Watching this film, I felt like my head was going to explode from all the dead air generated by the jokes. The feeling of watching a comedy and just not laughing ranks up there as one of the worst feelings there is that doesn’t involve literal death, and with this one it felt like I was being physically assaulted with how vapid it all was. And yet, as I write this review an hour or so after watching the film at the cinema, I’m finding it surprisingly difficult to recollect anything specific about it. Details about the plot and the stupid jokes just started sapping away from my memory as soon as I left the cinema, to the point where I get the feeling that I’ve only hit the tip of the iceberg in terms of this film’s problems; it’s just that I literally cannot recall the rest of them. As much as I consider a film that induces anger to be far worse than a film that just bores the viewer, there’s a definite amount of fail present in the notion that you can sit down and watch a film for an hour and a half, and then completely forget it moments later and effectively having wasted your time even more than if you just hated it.

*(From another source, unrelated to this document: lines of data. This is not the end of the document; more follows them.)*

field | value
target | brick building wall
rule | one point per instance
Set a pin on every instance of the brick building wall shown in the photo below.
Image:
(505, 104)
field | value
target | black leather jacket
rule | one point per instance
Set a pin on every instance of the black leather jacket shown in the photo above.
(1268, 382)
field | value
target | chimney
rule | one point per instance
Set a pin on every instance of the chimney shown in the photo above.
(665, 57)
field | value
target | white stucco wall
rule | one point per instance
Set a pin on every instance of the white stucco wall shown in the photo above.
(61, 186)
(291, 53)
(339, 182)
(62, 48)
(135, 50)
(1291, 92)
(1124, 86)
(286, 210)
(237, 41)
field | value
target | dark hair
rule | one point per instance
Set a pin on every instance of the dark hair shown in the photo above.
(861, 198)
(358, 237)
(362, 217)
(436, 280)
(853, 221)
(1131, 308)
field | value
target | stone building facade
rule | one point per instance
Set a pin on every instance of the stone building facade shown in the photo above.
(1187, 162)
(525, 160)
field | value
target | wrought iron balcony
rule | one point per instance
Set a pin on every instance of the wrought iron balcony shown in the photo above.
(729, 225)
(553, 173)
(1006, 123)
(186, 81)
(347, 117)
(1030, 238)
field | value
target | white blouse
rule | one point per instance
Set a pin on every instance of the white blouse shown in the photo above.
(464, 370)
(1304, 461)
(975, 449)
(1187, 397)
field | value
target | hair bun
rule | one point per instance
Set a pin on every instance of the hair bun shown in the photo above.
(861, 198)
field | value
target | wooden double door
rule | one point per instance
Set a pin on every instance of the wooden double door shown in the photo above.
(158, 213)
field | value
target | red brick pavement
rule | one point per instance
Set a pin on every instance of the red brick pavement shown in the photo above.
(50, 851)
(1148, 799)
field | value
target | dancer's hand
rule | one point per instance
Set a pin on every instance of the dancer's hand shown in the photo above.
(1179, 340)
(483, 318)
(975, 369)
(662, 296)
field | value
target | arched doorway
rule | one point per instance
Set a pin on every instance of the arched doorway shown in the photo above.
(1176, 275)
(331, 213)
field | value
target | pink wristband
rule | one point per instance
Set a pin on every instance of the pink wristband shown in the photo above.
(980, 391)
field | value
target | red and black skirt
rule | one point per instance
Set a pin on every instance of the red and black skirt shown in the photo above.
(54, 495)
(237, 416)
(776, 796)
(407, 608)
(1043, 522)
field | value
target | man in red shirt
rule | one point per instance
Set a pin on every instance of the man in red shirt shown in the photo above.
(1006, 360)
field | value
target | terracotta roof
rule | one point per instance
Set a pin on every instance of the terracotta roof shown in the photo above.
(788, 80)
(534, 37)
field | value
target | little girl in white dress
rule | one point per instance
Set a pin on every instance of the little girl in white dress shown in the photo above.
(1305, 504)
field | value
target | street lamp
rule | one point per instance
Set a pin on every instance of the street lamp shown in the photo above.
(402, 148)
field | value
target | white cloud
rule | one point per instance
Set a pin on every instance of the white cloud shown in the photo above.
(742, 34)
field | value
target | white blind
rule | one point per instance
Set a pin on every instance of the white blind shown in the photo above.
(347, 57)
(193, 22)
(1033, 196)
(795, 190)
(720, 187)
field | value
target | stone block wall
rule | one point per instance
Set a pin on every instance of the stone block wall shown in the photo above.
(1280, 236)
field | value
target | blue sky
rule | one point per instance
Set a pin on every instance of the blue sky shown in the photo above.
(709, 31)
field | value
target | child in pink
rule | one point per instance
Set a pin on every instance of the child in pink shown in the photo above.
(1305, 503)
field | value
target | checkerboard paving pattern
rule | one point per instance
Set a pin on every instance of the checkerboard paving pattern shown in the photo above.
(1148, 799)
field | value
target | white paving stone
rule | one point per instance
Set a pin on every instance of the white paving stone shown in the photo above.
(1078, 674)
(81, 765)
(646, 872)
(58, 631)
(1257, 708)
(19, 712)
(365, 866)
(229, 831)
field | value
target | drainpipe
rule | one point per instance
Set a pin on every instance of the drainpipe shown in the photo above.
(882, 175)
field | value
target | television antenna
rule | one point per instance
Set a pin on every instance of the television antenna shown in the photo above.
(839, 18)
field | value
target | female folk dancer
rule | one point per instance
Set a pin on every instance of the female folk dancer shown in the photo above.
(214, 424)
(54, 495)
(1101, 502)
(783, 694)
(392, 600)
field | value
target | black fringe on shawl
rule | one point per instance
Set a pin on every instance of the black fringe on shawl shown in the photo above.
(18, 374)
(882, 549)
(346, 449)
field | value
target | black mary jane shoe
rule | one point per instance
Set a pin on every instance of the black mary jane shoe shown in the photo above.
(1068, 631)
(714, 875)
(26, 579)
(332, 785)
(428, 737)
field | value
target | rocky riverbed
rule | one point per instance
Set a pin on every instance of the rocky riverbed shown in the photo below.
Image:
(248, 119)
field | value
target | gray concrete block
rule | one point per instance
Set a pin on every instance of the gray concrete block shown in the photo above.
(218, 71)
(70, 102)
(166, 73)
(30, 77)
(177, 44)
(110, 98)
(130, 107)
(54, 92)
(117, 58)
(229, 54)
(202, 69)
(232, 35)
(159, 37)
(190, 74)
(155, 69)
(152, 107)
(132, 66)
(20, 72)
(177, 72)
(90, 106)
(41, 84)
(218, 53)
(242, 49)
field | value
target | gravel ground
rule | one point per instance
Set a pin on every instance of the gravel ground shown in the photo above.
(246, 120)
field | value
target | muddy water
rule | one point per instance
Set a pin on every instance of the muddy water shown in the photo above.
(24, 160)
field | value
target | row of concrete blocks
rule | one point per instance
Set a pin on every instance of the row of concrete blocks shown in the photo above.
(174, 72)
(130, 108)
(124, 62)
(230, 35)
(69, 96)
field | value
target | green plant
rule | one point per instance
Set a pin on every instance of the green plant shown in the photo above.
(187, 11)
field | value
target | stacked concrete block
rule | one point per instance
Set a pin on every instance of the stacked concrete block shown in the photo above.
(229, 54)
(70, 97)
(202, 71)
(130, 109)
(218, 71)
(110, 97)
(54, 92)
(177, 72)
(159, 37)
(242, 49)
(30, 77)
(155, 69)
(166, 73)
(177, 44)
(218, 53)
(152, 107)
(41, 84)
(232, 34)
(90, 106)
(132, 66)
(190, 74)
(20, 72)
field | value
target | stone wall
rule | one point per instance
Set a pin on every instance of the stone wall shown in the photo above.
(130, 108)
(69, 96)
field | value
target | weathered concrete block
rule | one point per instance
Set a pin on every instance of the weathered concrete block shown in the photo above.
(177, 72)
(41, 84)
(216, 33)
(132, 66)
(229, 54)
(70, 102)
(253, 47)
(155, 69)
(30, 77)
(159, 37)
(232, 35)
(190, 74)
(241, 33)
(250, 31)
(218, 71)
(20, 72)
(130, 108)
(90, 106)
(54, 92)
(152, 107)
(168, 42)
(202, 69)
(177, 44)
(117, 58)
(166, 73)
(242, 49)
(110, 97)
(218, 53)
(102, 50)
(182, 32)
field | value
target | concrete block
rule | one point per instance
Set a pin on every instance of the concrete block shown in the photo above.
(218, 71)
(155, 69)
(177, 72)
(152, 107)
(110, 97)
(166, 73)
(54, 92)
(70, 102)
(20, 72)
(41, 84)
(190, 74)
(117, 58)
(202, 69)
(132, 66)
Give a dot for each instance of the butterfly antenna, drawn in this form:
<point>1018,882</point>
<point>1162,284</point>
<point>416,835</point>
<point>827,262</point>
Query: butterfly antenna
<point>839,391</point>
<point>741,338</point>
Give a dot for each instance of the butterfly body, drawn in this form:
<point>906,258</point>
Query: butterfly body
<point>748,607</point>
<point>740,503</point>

All in all, this is all kinds of bad. The writing is uninspired, both in terms of plot and humour, the actors have little to no chemistry with each other on screen and the jokes don’t realize exactly how antiquated they really are and just trot on screen with no real effort put into making them work. However, as awful as this film is in the moment, it is extremely forgettable at the same time, meaning that you won’t even remember most of it within moments of leaving the cinema; it’s like an attempt to recreate the Two Minutes Hate and stretch it out to feature length. It’s worse than Aloha, as I state above that an anger-inducing film is worse than a film that’s just numbingly boring, but even with all of its rampant sexism on both sides of the fence, it still didn’t offend me as much as Hot Tub Time Machine 2 so it ranks just above that. As much as I would love to champion a film with female leads, considering how under-represented they are in action films, I implore you to check out something like Spy or Mad Max: Fury Road instead if that’s what you’re after; this is the biggest waste of film time so far this year, and easily one of the worst offenders in that regard since I started listing these movies.